The described types of mappings in FIGS. 6 and 7 include direct mapping, indirect mapping, neighbor mapping, case mapping, combined mapping, split target mapping, and splitted source mapping.



FIG. 8 illustrates a computer system 90, in accordance with embodiments of the present invention.


The computer system 90 includes a processor 91, an input device 92 coupled to the processor 91, an output device 93 coupled to the processor 91, and memory devices 94 and 95 each coupled to the processor 91. The processor 91 represents one or more processors and may denote a single processor or a plurality of processors. The input device 92 may be, inter alia, a keyboard, a mouse, a camera, a touchscreen, etc., or a combination thereof. The output device 93 may be, inter alia, a printer, a plotter, a computer screen, a magnetic tape, a removable hard disk, a floppy disk, etc., or a combination thereof. The memory devices 94 and 95 may each be, inter alia, a hard disk, a floppy disk, a magnetic tape, an optical storage such as a compact disc (CD) or a digital video disc (DVD), a dynamic random access memory (DRAM), a read-only memory (ROM), etc., or a combination thereof. The memory device 95 includes a computer code 97. The computer code 97 includes algorithms for executing embodiments of the present invention. The processor 91 executes the computer code 97. The memory device 94 includes input data 96. The input data 96 includes input required by the computer code 97. The output device 93 displays output from the computer code 97. Either or both memory devices 94 and 95 (or one or more additional memory devices such as read only memory device 96) may include algorithms and may be used as a computer usable medium (or a computer readable medium or a program storage device) having a computer readable program code embodied therein and/or having other data stored therein, wherein the computer readable program code includes the computer code 97. Generally, a computer program product (or, alternatively, an article of manufacture) of the computer system 90 may include the computer usable medium (or the program storage device).


In some embodiments, rather than being stored and accessed from a hard drive, optical disc or other writeable, rewriteable, or removable hardware memory device 95, stored computer program code 98 (e.g., including algorithms) may be stored on a static, nonremovable, read-only storage medium such as a Read-Only Memory (ROM) device 99, or may be accessed by processor 91 directly from such a static, nonremovable, read-only medium 99. Similarly, in some embodiments, stored computer program code 97 may be stored as computer-readable firmware 99, or may be accessed by processor 91 directly from such firmware 99, rather than from a more dynamic or removable hardware data-storage device 95, such as a hard drive or optical disc.
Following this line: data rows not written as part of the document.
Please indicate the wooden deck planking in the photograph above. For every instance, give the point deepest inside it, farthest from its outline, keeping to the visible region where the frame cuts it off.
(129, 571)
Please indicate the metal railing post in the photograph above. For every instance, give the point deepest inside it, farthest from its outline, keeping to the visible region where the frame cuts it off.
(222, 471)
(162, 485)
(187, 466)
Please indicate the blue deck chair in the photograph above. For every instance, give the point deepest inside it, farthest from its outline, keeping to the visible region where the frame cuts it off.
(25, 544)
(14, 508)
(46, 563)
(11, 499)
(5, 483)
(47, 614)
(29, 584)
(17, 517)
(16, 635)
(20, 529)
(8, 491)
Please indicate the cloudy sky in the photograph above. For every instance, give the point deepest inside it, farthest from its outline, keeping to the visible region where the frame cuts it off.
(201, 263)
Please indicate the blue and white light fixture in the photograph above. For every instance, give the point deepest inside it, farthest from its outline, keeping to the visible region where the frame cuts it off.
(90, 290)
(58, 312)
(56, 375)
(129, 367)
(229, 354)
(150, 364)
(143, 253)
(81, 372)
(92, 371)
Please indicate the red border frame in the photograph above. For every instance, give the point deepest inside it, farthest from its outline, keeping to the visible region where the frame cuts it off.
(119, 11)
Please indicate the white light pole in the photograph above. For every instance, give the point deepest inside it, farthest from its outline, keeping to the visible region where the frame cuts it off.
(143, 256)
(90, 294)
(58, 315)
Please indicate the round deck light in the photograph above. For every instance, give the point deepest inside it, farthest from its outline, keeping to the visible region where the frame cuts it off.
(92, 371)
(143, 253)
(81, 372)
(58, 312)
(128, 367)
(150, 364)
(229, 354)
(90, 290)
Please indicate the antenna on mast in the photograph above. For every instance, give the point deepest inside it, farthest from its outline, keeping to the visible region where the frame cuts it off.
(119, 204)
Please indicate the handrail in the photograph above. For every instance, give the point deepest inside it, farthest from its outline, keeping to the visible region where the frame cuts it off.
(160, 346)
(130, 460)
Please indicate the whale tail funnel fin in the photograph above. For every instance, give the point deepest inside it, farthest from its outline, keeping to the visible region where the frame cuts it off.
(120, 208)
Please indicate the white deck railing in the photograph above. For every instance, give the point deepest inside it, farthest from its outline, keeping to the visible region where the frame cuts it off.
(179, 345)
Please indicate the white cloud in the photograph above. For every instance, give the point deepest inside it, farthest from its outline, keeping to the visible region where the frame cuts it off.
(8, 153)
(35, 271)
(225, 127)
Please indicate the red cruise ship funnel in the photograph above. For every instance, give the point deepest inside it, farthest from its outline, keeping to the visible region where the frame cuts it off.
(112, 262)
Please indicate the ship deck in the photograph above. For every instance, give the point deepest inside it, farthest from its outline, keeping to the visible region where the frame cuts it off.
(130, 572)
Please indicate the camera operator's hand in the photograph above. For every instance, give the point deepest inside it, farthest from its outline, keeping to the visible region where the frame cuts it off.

Still yet, any of the components of the present invention could be created, integrated, hosted, maintained, deployed, managed, serviced, etc. by a service supplier who offers to improve software technology associated with cross-referencing metrics associated with plug-in components, generating software code modules, and enabling operational functionality of target cloud components. Thus, the present invention discloses a process for deploying, creating, integrating, hosting, maintaining, and/or integrating computing infrastructure, including integrating computer-readable code into the computer system 90, wherein the code in combination with the computer system 90 is capable of performing a method for enabling a process for improving software technology associated with cross-referencing metrics associated with plug-in components, generating software code modules, and enabling operational functionality of target cloud components. In another embodiment, the invention provides a business method that performs the process steps of the invention on a subscription, advertising, and/or fee basis. That is, a service supplier, such as a Solution Integrator, could offer to enable a process for improving software technology associated with cross-referencing metrics associated with plug-in components, generating software code modules, and enabling operational functionality of target cloud components. In this case, the service supplier can create, maintain, support, etc. a computer infrastructure that performs the process steps of the invention for one or more customers. In return, the service supplier can receive payment from the customer(s) under a subscription and/or fee agreement and/or the service supplier can receive payment from the sale of advertising content to one or more third parties.


While FIG. 8 shows the computer system 90 as a particular configuration of hardware and software, any configuration of hardware and software, as would be known to a person of ordinary skill in the art, may be utilized for the purposes stated supra in conjunction with the particular computer system 90 of FIG. 8. For example, the memory devices 94 and 95 may be portions of a single memory device rather than separate memory devices.


A computer program product of the present invention comprises one or more computer readable hardware storage devices having computer readable program code stored therein, said program code containing instructions executable by one or more processors of a computer system to implement the methods of the present invention.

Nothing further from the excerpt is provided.